Hemen hepsi aynı... Dilerseniz siz de MGK’nın internet sitesine girin arşive bakın. Ben hepsini alamadım elbette...
Tam bir “kopyala açıkla” dönemi:
“Toplantıda iç ve dış gelişmeler değerlendirilmiş. Genel asayiş durumu gözden geçirilmiştir...”
Teröre ilişkin söz bu...
Her ayın sonunda yapılan MGK toplantısının açıklaması böyle bitmiş...
Bu arada PKK eylemlere devam etmiş. Kan akmış. Her gün bir olay. Yollar kesiliyor. Öğretmenler kaçırılıyor. Yıllar geçiyor. 1986, 87, 88, 90...
O ay MGK toplanıyor... Açıklamanın bitiş cümlesi aynı:
“İç ve dış gelişmeler değerlendirilmiş. Genel asayiş durumu gözden geçirilmiştir.”
Evren cumhurbaşkanı, Özal başbakan... Devlet ısrarla terörün adını ağzına almıyor. MGK böyle bir olay yokmuş gibi açıklamalar yapıyor. Ve bu, “kafayı toprağa gömme” stratejisi 5 yıl sürüyor. Kan akmaya devam ediyor. Sivil vahşet sürüyor. Şehit haberleri geliyor.

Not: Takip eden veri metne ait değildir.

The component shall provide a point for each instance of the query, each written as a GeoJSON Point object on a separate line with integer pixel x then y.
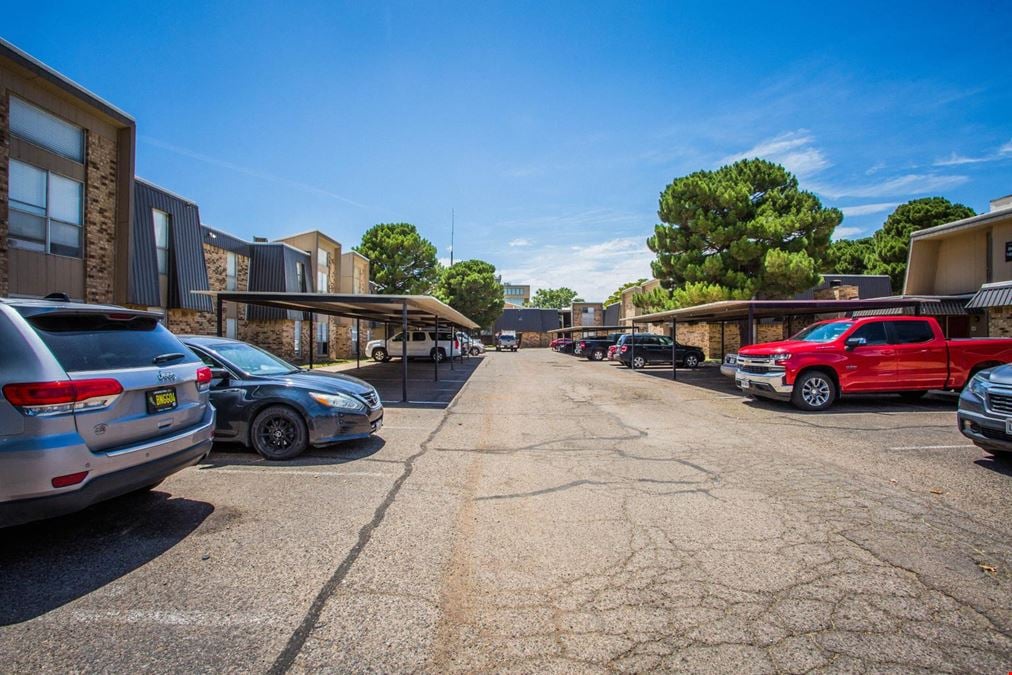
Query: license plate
{"type": "Point", "coordinates": [161, 400]}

Ve ilk kez 1989 yılının 31 Ağustos’unda yapılan MGK toplantısında devlet içinde bulunduğu ağır durumu itiraf ediyor:
İLK İTİRAF
Cumhurbaşkanı Evren. Başbakan Özal... İçişleri Bakanı Aksu, Genelkurmay Başkanı Torumtay...
İtiraf geliyor:
“MGK’nın bu toplantısında özellikle Güneydoğu Anadolu’daki son gelişmeler ve alınması gereken tedbirler ve asayiş durumu değerlendirilmiştir...”
1984’ten beri devlet ağzına almadığı bir gerçeği bir bölgeyi diğerlerinden ayırarak kabul ediyor. Çünkü görmezden geldiği kan, artık devletin üzerine dökülmeye başlamıştır... İşte bu tarihten sonra devlet artık her toplantısında teröre karşı önlemler paketi açıklıyor.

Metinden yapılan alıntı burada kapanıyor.